Cabe appeared as I reached the top of the stairs, a notebook tucked under his arm. I grabbed his hand and dragged him into Silas’s office, closing the door after Noah and Quillan entered and leaning back against it. I didn’t go as far as notching my foot against the door, but I did channel a Silas-worthy glare.
“I’m explaining this once,” I grumbled. “Only once. If any one of you freaks out,” I flicked my eyes to Silas, who was sitting behind his computer again, his arms folded and his eyes narrowed, “then I will immediately stop talking, and you’ll never hear the rest of it. Understood?”
Cabe laughed. “Wow. Too much Silas. Dial it back a little.”
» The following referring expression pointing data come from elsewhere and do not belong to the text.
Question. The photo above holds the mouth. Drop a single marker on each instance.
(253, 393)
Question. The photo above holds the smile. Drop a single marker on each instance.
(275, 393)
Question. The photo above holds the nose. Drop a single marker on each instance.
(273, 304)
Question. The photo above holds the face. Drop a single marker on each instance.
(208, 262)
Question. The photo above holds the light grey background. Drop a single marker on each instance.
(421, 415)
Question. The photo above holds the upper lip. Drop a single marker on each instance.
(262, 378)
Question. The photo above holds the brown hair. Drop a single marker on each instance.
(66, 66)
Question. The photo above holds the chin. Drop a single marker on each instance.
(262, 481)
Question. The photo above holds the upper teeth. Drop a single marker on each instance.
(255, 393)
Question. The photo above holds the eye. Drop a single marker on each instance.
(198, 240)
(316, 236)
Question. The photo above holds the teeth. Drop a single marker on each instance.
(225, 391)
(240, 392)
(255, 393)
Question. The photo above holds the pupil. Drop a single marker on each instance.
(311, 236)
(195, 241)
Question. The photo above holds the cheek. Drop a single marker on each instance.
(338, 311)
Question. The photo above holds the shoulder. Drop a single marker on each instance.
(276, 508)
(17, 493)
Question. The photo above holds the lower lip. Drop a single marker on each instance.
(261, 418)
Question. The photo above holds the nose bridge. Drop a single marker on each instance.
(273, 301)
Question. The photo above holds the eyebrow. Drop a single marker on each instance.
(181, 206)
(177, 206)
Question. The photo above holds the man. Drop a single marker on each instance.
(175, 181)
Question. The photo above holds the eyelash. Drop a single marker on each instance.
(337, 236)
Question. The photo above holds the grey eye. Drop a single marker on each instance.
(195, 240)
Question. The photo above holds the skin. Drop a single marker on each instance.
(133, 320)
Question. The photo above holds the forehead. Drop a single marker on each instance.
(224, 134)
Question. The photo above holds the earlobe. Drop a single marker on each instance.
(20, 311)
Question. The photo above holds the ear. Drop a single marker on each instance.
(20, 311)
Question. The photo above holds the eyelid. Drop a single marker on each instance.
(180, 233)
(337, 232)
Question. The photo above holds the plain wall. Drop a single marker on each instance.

I rolled my eyes at him and pushed off the door. “Some girls at school stole my stuff and I had to find Tariq to get clothes. That means I had to walk through the weights room in my leotard. Someone on the team took a picture, and it wasn’t of my face. The picture spread around school. I pulled Hawk into the janitor’s closet because he’s the captain of the team. I wanted him to do something about it, but apparently it’s out there now and I have to deal with it. I saw a phone on the shelf behind Hawk. It was recording us, so I put it in my pocket—and I think it’s the messenger’s phone because I was also in the janitor’s closet in third period, and I didn’t notice it then. So the messenger must have seen me go into the closet in third period, and sometime between lunch and fifth period he snuck a phone in there just in case I went back.” I took a deep breath. “I was in the closet with Noah the first time, by the way.”